Autre chose importante, au football on dit toujours qu’il faut faire des jeux explosifs. Mais au football à trois essais, c’est difficile de traverser le terrain comparativement à quatre essais dans la NFL. Tu ne peux te contenter de toujours avancer à coup de 5 verges seulement, il faut gruger de gros morceaux de terrain. Le meilleur moment pour réussir ça, c’est disons en deuxième et 3 parce que l’adversaire n’a pas le choix d’appliquer une couverture homme à homme. Quand tu es en deuxième et court, l’adversaire devient plus prévisible et tu peux choisir des stratégies en conséquence, en plaçant tel receveur contre tel demi défensif. Ça n’arrive pas assez souvent pour les Alouettes malheureusement. Même si le football est un jeu scientifique, parfois il ne faut pas trop se casser la tête. Hier, deux des plus gros jeux des Alouettes, soit l’attrapé de 27 verges de Tiquan Underwood et celui de 34 verges de B.J. Cunningham, sont survenus contre une défense homme à homme.

Des dommages collatéraux en défense

Du côté de la défense, il faut davantage se concentrer sur les deuxièmes essais. Hier, les Lions ont converti 67 % de leurs deuxièmes essais. Ce n’est donc pas surprenant qu’ils aient contrôlé le temps de possession. Souvent les Alouettes ont gagné le premier essai défensivement et ont forcé le deuxième et long, mais les Lions ont tout de même réussi à convertir sept deuxièmes essais de plus de huit verges : une fois sur un 2e et 10 ils ont gagné 36 verges, puis sur un 2e et 15 ils ont gagné 16 verges. Ça, c’est frustrant et ça fait que les Moineaux sont plus stressés sur le terrain.

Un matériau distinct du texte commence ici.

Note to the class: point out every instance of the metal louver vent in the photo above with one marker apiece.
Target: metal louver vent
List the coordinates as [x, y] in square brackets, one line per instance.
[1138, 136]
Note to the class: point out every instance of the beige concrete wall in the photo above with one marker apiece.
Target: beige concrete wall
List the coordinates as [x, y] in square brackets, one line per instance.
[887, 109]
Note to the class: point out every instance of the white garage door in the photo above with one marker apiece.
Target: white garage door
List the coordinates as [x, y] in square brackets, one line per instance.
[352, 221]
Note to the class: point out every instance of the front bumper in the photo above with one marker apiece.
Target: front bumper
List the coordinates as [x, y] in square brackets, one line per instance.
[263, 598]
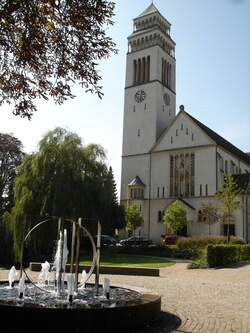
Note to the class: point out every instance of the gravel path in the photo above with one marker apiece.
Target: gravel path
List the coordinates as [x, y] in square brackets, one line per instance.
[206, 301]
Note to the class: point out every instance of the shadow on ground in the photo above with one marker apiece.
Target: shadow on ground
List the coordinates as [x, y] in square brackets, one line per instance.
[235, 265]
[166, 323]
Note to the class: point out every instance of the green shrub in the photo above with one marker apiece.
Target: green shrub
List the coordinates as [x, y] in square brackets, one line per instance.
[202, 241]
[220, 255]
[200, 262]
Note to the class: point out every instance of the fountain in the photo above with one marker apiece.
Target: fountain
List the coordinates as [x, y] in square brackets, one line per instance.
[58, 301]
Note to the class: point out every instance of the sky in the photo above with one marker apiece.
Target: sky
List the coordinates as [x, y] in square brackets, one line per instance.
[213, 78]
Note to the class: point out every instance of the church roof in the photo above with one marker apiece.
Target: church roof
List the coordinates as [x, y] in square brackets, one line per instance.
[136, 182]
[221, 141]
[150, 10]
[243, 182]
[185, 203]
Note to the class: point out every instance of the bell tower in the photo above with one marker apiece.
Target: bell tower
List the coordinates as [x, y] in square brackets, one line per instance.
[150, 102]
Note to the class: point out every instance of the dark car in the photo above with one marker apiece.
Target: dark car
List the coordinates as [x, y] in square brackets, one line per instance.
[135, 241]
[107, 240]
[170, 239]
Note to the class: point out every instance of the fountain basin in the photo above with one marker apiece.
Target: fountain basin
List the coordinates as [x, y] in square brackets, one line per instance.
[140, 309]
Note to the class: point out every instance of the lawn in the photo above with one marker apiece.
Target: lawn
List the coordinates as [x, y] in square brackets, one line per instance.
[124, 260]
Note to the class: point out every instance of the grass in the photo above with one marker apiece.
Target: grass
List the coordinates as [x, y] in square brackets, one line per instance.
[123, 260]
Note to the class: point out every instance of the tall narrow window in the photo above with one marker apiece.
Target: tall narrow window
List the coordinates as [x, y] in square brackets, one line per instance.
[192, 173]
[135, 71]
[169, 75]
[167, 71]
[139, 71]
[143, 69]
[162, 70]
[159, 216]
[148, 68]
[171, 176]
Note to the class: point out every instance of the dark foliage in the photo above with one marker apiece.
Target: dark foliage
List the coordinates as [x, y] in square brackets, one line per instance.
[220, 255]
[48, 45]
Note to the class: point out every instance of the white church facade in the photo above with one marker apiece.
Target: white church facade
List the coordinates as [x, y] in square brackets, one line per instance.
[168, 157]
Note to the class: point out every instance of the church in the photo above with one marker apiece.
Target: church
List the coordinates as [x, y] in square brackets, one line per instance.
[169, 156]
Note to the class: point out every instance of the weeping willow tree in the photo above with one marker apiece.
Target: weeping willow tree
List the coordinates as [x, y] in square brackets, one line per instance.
[64, 178]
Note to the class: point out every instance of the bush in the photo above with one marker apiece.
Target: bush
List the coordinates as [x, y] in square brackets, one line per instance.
[220, 255]
[245, 252]
[198, 244]
[200, 262]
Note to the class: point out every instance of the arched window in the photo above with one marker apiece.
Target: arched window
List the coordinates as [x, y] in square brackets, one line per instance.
[143, 69]
[148, 69]
[159, 219]
[135, 71]
[165, 71]
[167, 75]
[139, 71]
[162, 70]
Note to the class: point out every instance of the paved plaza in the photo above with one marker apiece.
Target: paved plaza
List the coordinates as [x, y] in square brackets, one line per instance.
[209, 300]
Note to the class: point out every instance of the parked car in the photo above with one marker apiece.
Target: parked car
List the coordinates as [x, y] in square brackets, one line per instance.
[169, 239]
[107, 240]
[135, 241]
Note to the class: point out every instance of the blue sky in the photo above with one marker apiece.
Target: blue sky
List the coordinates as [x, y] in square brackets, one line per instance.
[213, 78]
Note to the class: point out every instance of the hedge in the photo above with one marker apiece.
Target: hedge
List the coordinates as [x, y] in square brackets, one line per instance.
[221, 254]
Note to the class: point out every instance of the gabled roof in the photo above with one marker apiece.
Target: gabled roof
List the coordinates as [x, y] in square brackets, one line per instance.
[136, 182]
[243, 182]
[150, 10]
[182, 201]
[220, 141]
[185, 203]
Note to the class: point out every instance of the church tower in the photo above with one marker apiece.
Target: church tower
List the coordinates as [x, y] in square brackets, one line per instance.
[150, 103]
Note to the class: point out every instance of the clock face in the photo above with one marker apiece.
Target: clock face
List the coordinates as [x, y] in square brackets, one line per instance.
[140, 96]
[166, 99]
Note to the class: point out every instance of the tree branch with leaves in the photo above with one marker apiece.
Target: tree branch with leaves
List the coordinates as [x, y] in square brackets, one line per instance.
[46, 46]
[229, 202]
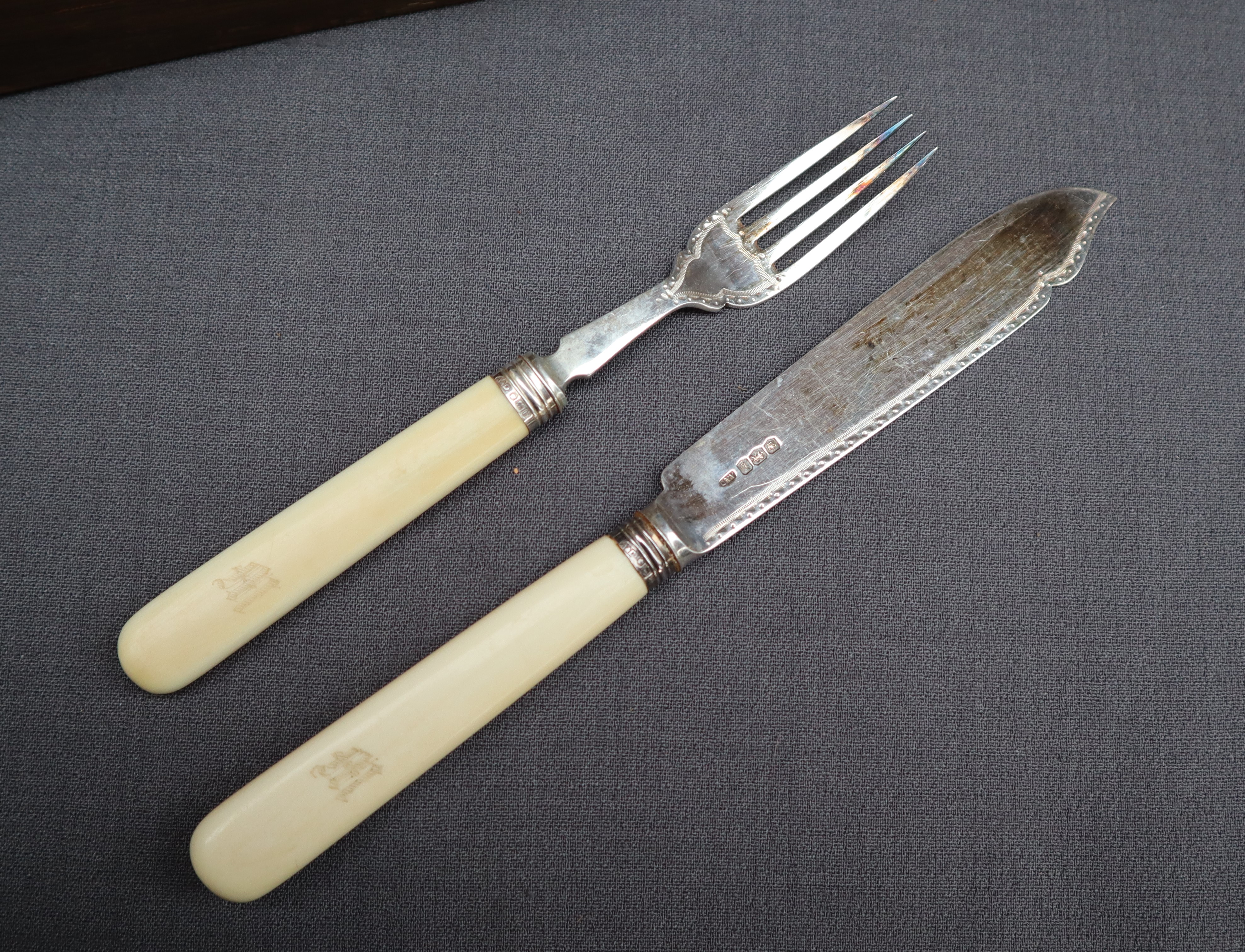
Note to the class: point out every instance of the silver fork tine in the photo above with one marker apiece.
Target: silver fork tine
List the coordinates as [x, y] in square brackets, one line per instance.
[849, 227]
[768, 186]
[831, 209]
[806, 195]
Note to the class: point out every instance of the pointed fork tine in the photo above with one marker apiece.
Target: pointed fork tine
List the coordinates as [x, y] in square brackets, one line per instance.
[807, 195]
[831, 209]
[768, 186]
[849, 227]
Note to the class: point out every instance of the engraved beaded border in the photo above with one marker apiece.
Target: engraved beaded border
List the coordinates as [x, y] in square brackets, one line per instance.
[1037, 300]
[536, 398]
[645, 549]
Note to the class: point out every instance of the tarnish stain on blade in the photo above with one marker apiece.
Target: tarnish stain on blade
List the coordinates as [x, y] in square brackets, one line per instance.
[935, 322]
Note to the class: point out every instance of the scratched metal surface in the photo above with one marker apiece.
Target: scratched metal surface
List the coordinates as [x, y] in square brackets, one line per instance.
[934, 323]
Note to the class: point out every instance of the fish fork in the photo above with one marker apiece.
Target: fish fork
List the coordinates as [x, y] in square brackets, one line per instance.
[233, 597]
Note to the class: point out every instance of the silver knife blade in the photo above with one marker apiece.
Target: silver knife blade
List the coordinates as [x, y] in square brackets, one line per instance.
[940, 318]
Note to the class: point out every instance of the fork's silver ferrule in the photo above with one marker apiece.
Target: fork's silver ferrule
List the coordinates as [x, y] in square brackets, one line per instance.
[534, 394]
[721, 267]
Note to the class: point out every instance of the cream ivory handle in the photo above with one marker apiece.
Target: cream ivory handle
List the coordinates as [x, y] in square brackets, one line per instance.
[302, 806]
[233, 597]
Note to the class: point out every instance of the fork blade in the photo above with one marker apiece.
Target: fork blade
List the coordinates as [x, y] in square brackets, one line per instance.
[768, 186]
[831, 209]
[806, 195]
[849, 227]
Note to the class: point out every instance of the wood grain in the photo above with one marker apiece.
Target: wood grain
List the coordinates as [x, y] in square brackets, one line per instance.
[49, 42]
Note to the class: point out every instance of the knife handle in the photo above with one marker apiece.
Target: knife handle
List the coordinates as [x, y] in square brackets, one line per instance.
[302, 806]
[231, 599]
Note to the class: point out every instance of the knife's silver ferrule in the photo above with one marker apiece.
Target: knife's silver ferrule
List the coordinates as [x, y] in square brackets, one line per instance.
[647, 550]
[533, 393]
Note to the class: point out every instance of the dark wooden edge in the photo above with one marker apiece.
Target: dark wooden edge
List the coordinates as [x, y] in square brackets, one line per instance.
[49, 42]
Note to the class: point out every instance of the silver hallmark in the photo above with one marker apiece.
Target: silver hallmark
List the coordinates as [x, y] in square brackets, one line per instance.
[935, 322]
[755, 456]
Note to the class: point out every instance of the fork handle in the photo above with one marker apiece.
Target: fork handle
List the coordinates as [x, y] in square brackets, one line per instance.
[302, 806]
[233, 597]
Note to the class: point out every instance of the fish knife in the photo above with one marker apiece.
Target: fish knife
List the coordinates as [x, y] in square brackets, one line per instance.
[934, 323]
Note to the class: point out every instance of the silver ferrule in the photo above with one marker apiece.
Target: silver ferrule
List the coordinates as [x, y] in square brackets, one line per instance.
[533, 393]
[645, 549]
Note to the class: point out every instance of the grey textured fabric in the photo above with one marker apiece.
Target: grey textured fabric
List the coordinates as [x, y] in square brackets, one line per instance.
[978, 687]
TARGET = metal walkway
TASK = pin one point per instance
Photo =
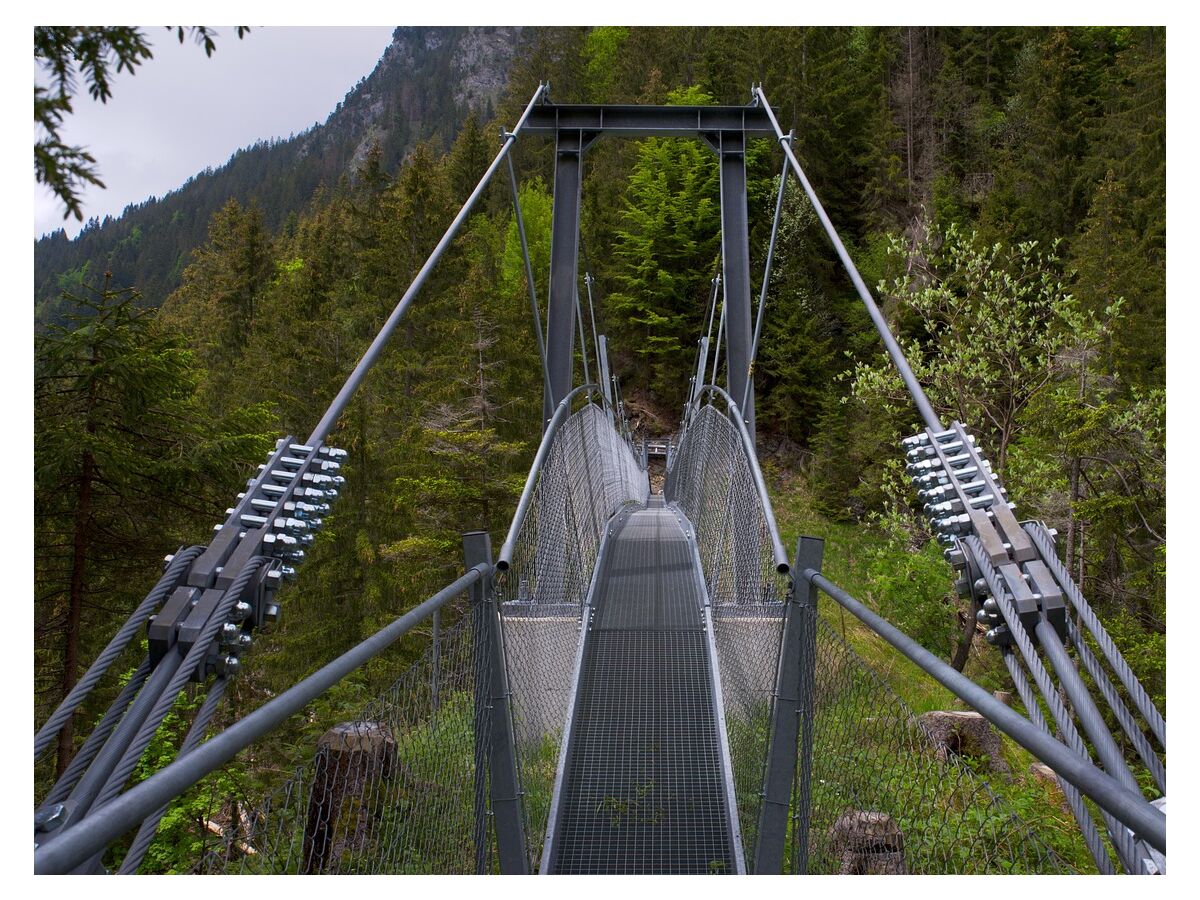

Ça m’amène au style des Montréalais. Le but suprême est de ne pas trop allouer de points. Considérant toutes les blessures dans la tertiaire, cette défense m’épate. Elle a alloué 17 points à une reprise et 23 points à deux reprises. En plus, avec l’attaque qui n’aide pas beaucoup, je ne leur enlève rien. Mais je veux aborder un angle différent. On a clairement une défense qui a une philosophie de « on plie, mais on ne casse pas ». On va peut-être concéder des verges, mais on ne va pas donner beaucoup de points. Pour l’instant ça fonctionne relativement dans les circonstances, par contre il y a des dommages collatéraux qui viennent avec cette philosophie. C’est difficile de gagner la bataille du positionnement sur le terrain pour ton équipe parce que même si tu n’accordes pas beaucoup de points, c’est rare que l’adversaire va faire juste deux jeux suivis d’un botté. Donc même si l’adversaire ne marque pas points, il gagne constamment deux ou trois premiers jeux avant de dégager. Pendant ce temps-là, tu te fais refouler dans le fond de ta zone et tu n’as pas le ballon en main (en moyenne hier, les Lions ont amorcé leurs séquences offensives de leur ligne de 36, contrairement à la ligne de 26 pour les Alouettes.). À cause de ça, la défense passe beaucoup de temps sur le terrain et s’épuise. On voit régulièrement les Alouettes manquer de jus. Parmi les autres dommages collatéraux, ça fait en sorte que l’attaque a moins de séquences, donc moins de rythme, puis elle sent l’urgence de devoir produire et subit du stress. En fin de quatrième quart, les Lions ont développé une séquence de huit jeux et 75 verges durant 4 min 15 sec sur laquelle ils ont marqué le touché victorieux alors qu’il restait moins de trois minutes à faire la partie. C’était similaire la semaine dernière avec les Eskimos, qui ont brûlé les trois dernières minutes. Même lors de la victoire contre la Saskatchewan, sur la dernière séquence, les Roughriders ont enchaîné 12 jeux en 2 min 22 pour des gains de 47 verges, mais Montréal s’en est tiré puisqu’ils ont raté le botté. Ça vient nous rattraper en fin de match. Il faut trouver une solution pour quitter le terrain, que ce soit en créant des revirements ou en forçant l’autre à dégager pour redonner le ballon à son attaque. Il faut trouver un équilibre. Montréal est victime de son style, même si l’attaque n’aide pas.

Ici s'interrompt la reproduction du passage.